An action for a declaratory judgment, under the IAPA may be initiated by filing a petition in the district court. I.C. § 67-5272. However, instead of filing a complaint for a declaratory judgment against CHCCP, the hospital purported to assert, in its appeal from the county commissioners’ decision, an appeal “from the written instruction” of CHCCP “instructing all county commission*521ers ... not to pay more than the $10,000 deductible to health care providers.” The amended notice of appeal also purported to appeal from CHCCP’s “manual issued on August 24, 1998.” CHCCP was not a party to the action before the county commissioners and was not named as a party until the hospital’s amended notice of appeal. The district court concluded, therefore, that the hospital’s request for some type of relief from CHCCP need not be addressed because the issue was not raised before the county commissioners.

Generally, issues not raised below may not be considered for the first time on appeal. Sanchez v. Arave, 120 Idaho 321, 322, 815 P.2d 1061, 1062 (1991); Sun Valley Shopping Center, Inc. v. Idaho Power Co., 119 Idaho 87, 93, 803 P.2d 993, 999 (1991). The district court, acting in its appellate capacity, correctly declined to hear issues which were not raised in the proceeding below. The district court also properly ruled that a court in its appellate capacity may not entertain a claim against an entity which was not a party to the action below. Accordingly, we affirm the district court’s order dismissing the appeal as against CHCCP.

C. ATTORNEY FEES

The hospital seeks an award of attorney fees pursuant to 42 U.S.C. § 1988 and I.C. § 12-117. Attorney fees would be appropriate pursuant to section 1988 only if the hospital prevailed on the theory that the “takings” clause of the United States Constitution provided a legitimate claim to prejudgment interest. Based upon our opinion that interest is unawardable under any theoiy because there is no statutory authority to enter a money judgment, the hospital is not entitled to fees under section 1988.

Idaho Code Section 12-117 provides for reasonable attorney fees attributable to the issues upon which a party prevails in suits against a state agency, city or county. The hospital has not prevailed; and, therefore, it will not be awarded attorney fees.

III.

CONCLUSION

The district court, acting in its appellate capacity pursuant to LAPA, did not have the statutory authority to enter a money judgment. Therefore, it was not error for the district court to refuse to do so. We need not address the merits of the hospital’s arguments for pre- and postjudgment interest because no money judgment was issued in this ease. Accordingly, we affirm the district court’s denial of University of Utah Hospital’s request for a judgment and interest. We affirm the district court’s dismissal of CHCCP because it was not named as a party in the proceedings before the county commissioners. We award costs to the board of commissioners of Payette County and to CHCCP. No attorney fees are awarded to any party, as the University of Utah Hospital has not prevailed and neither the county nor the CHCCP requested such an award.

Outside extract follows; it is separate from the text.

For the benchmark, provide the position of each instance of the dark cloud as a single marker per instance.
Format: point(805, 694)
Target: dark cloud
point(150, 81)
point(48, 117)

WALTERS, C.J., and LANSING, J., concur.

. Idaho Code Section 67-5215(g), which was repealed in 1992, provided:

(g) The court shall not substitute its judgment for that of the agency as to the weight of the evidence on questions of fact. The court may affirm the decision of the agency or remand the case for further proceedings. The court may reverse or modify the decision if substantial rights of the appellant have been prejudiced because the administrative findings, inferences, conclusions, or decisions are:
(1)in violation of constitutional or statutory provisions;
(2) in excess of the statutory authority of the agency;
(3) made upon [unjlawful procedure;
(4) affected by other error of law;
(5) clearly erroneous in view of the reliable, probative, and substantial evidence on the whole record; or
(6) arbitrary or capricious or characterized by abuse of discretion or clearly unwarranted exercise of discretion.

. This provision has subsequently been amended and recodified as Wash.Rev.Code § 34.05.570.